Fiber Dying - Painting Colors Everywhere

I spent yesterday playing with color.  The first superwash roving I call  "Sunset".  It is similar to a colorway that I did last year that produced the spun yarn pictured on the right.  The colors may seem garish in the fiber before it is spun but will blend into something totally different when spun.

This one is three colors of blue.  It makes a medium to dark yarn when spun.  The picture below shows what it looks like when it's dry.

Then I dyed some Silver colored Shetland from my ewe, Velvet.  The first color is Mountain Aqua.  The picture on the left shows it wet in the dye pot and on the right after it dried.

I so enjoy playing with color.  It's so exciting to see how it looks once it's carded and spun.  Colors pop out that you never expect.

Wednesday, August 22, 2012

First Transparent Apple Harvest

Today I am so excited!  After 5 years of waiting, I was finally able to harvest my first Yellow Transparent Apples!  I used to be able to get them from the you- pick orchards when we first came here.  But like many varieties of our produce, these were phased out in favor of the Lodi Apple that had a longer shelf life.  Then even the Lodi was phased out in favor of Jonagold or Early Gold apples.  I have to say here that I liked none of the other apples for applesauce like the Transparent.  They may not have a very long shelf life but they make the BEST applesauce of all in my opinion.  An heirloom apple that cooks down into perfect applesauce with no pureeing necessary and a tart under flavor - yum!
Some of my first adventures in canning were with this humble  apple.  We were living in a tiny, one room log cabin with a wood cook stove that made the interior almost unbearable in the summer when we had to burn the stove to heat hot water for a shower.  So I did my canning in the front yard on an old wood cook stove that my cousin had found in a miners shack in the desert in Nevada and had hauled up and given to my Dad when he was setting out to build the cabin when he retired.  It was definitely a no frills model, with six holes and a water jacket sitting on concrete blocks.

I would sit on an old camp chair and hand peel each apple with an old potato peeler and slice and core each apple and float it in a bucket of lightly salted water to keep them from turning brown.  The yellow jackets would swarm - so much sweetness and moisture to attract them in their end of summer frenzy.  My daughter - just a year old at the time,  took great pleasure playing with the apple slices in the bucket, poking them with her little fingers and giggling as they would pop up again to the surface.  Such adventures we had!  Amazing how the smell of a box of apples can bring it all just flooding back like it was just yesterday.....

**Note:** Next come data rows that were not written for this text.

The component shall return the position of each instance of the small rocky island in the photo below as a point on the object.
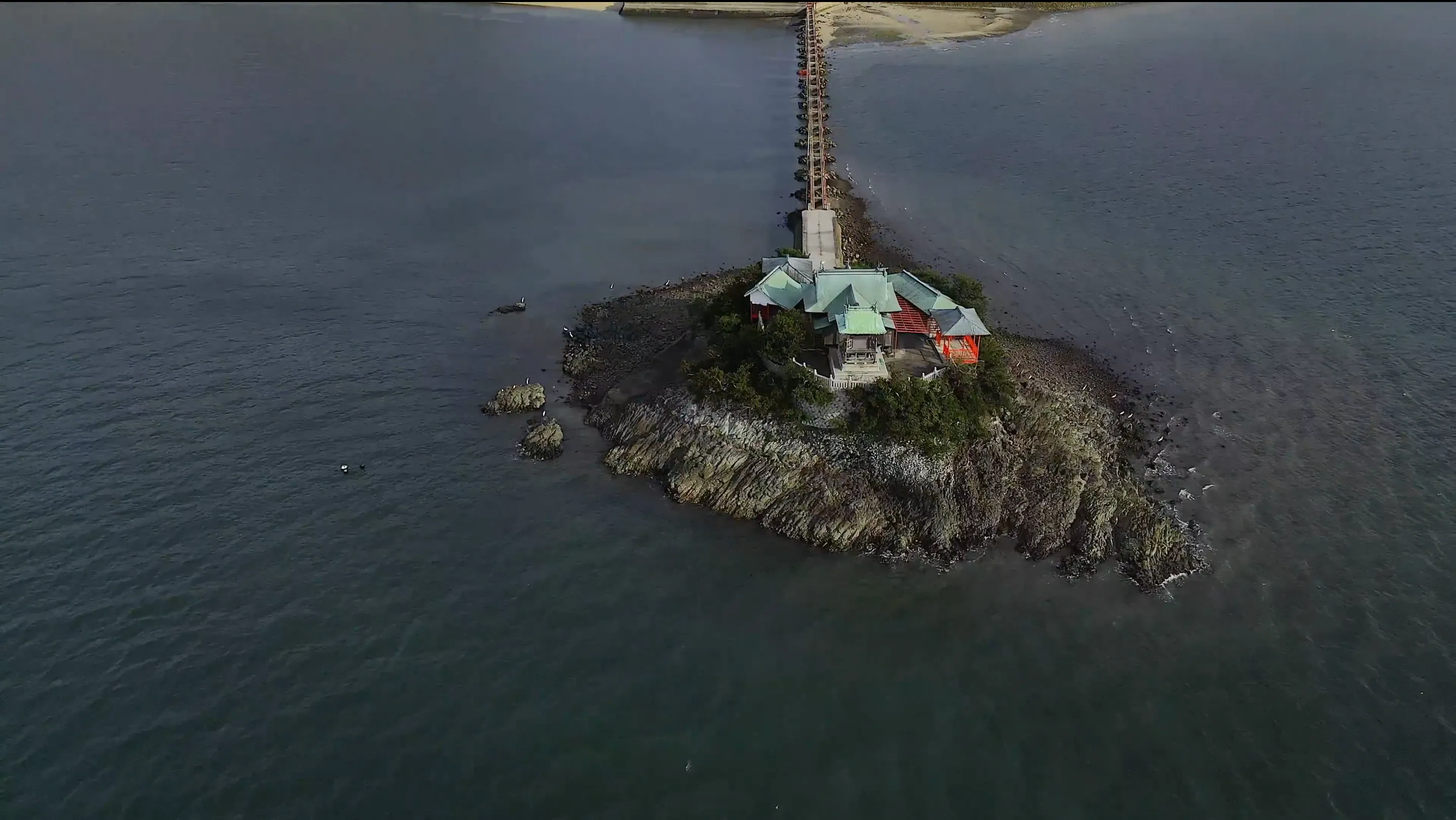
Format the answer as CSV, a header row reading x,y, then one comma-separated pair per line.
x,y
858,433
845,397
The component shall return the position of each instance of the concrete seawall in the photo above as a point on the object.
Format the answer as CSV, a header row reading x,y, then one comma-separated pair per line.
x,y
714,9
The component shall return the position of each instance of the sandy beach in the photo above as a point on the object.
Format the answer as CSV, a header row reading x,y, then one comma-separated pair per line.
x,y
846,24
581,6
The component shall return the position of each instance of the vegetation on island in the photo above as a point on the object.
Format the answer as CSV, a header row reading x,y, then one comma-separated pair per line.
x,y
935,416
736,369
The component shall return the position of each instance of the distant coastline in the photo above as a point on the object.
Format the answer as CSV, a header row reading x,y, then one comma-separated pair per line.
x,y
918,24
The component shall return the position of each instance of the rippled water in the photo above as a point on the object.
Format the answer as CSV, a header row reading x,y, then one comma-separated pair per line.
x,y
241,245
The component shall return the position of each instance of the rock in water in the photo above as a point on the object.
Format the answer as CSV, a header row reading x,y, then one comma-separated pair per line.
x,y
542,440
516,398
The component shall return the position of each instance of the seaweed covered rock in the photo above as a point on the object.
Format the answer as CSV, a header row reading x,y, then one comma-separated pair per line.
x,y
1056,485
516,398
542,439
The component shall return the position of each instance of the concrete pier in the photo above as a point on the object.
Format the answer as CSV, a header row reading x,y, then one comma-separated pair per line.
x,y
819,238
819,235
714,9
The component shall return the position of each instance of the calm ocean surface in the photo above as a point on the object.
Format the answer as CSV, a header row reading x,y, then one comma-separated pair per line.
x,y
242,245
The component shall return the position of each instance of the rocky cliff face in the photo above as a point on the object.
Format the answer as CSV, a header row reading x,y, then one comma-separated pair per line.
x,y
1044,478
1055,472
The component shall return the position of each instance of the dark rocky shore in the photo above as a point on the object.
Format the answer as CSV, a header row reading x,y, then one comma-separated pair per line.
x,y
1059,472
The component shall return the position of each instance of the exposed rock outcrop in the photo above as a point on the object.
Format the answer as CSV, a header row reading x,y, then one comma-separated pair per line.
x,y
516,398
1055,472
542,439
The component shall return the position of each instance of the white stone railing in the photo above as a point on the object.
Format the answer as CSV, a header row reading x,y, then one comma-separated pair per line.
x,y
828,381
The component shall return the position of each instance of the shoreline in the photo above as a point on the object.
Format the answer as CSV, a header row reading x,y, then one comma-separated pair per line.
x,y
1062,468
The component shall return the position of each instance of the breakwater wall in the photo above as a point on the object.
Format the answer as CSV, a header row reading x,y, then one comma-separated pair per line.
x,y
714,9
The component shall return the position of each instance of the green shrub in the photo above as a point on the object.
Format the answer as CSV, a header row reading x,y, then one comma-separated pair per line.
x,y
937,416
924,413
962,289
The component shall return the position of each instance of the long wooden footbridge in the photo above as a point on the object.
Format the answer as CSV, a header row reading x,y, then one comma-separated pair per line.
x,y
819,235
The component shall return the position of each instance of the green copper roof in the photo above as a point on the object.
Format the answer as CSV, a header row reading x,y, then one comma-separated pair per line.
x,y
921,295
960,323
777,289
829,286
859,321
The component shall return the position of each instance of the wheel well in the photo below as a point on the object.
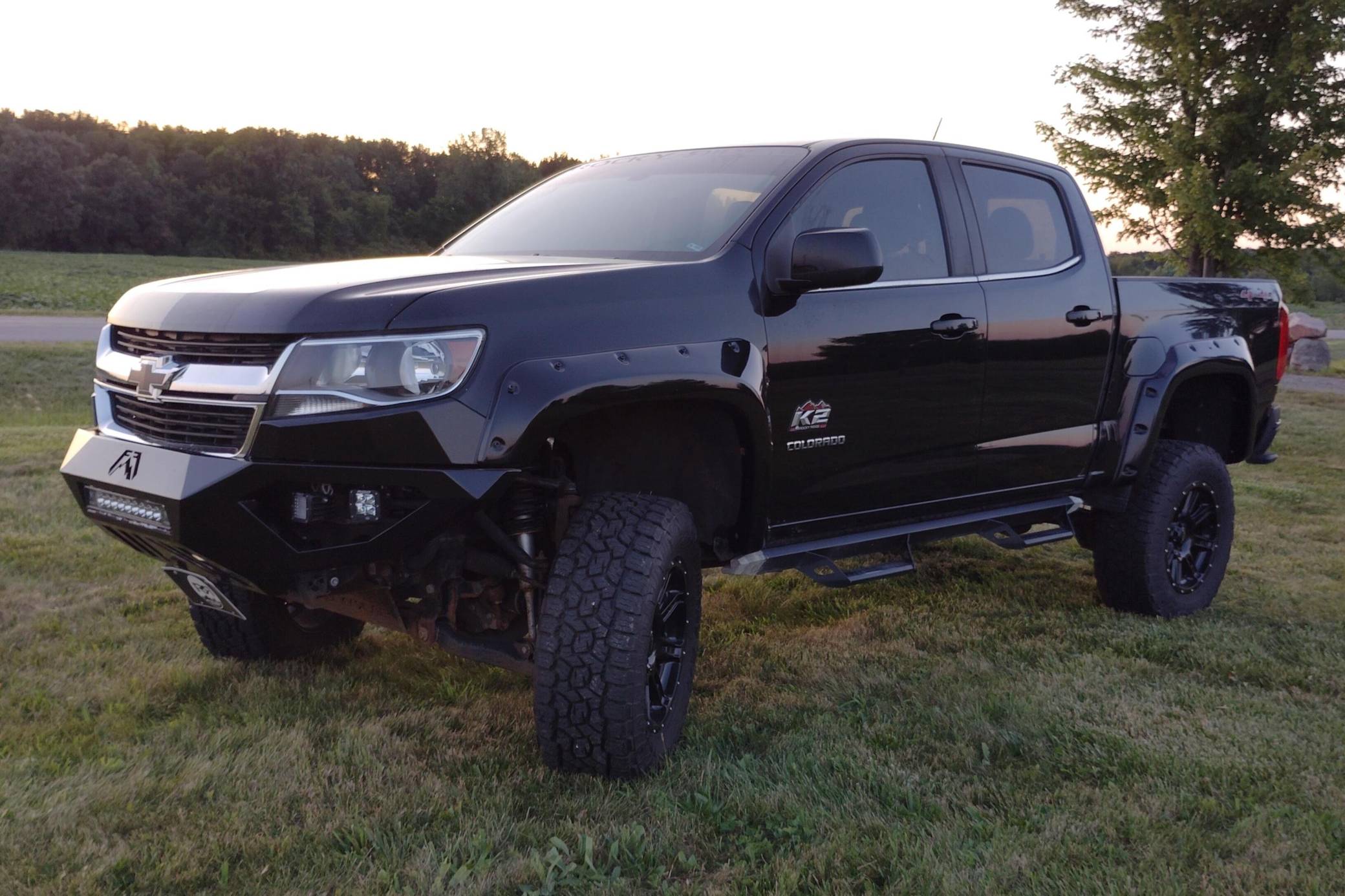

So today I climbed up the ladder and picked.  I got about 22 pounds - not bad for a trees first shot at producing fruit.  At least I don't have to can with the yellow jackets anymore but sometimes, I miss that old cook stove.  It now resides in a homesteaders museum.  Heirloom apples....YUM!!!


Friday, August 17, 2012

Dying and Wool Washing Adventures

Wee One

I know it's been awhile since I last posted here but that's how it goes in the busy season.  It may be still in the 90's outside but the angle of the sun is already transitioning into fall like patterns.  When the angle of the sun shifts, I always feel like I need to hurry up and get anything done that needs to be taken care of outside.  So I have been picking and washing fleeces like a crazy woman.  As of today I am half way there.  Three down and three to go.  Picking and washing isn't my favorite part - I prefer to get on to the fun part which is the dying.  So.....I kicked myself in the behind and got an early start this morning and got "Wee One's" fleece washed and spread on the rack to dry.

So I figured after all that stinky hot work I deserved to reward myself with the part I really enjoy.  Even though it was later in the day than I'd usually begin a hand painting dye job I weighed out a goodly amount of Merino Superwash top and had it soaking while I finished up the last batch of Wee One's fleece.  By the time I had it rinsed and spread on the rack, I was already visualizing what colors I'd paint with today.  Since I had been listening to a version of a Prince song performed by Michael Hedges, I figured that purple would be the order of the day.  So here it is.....Purple Rain.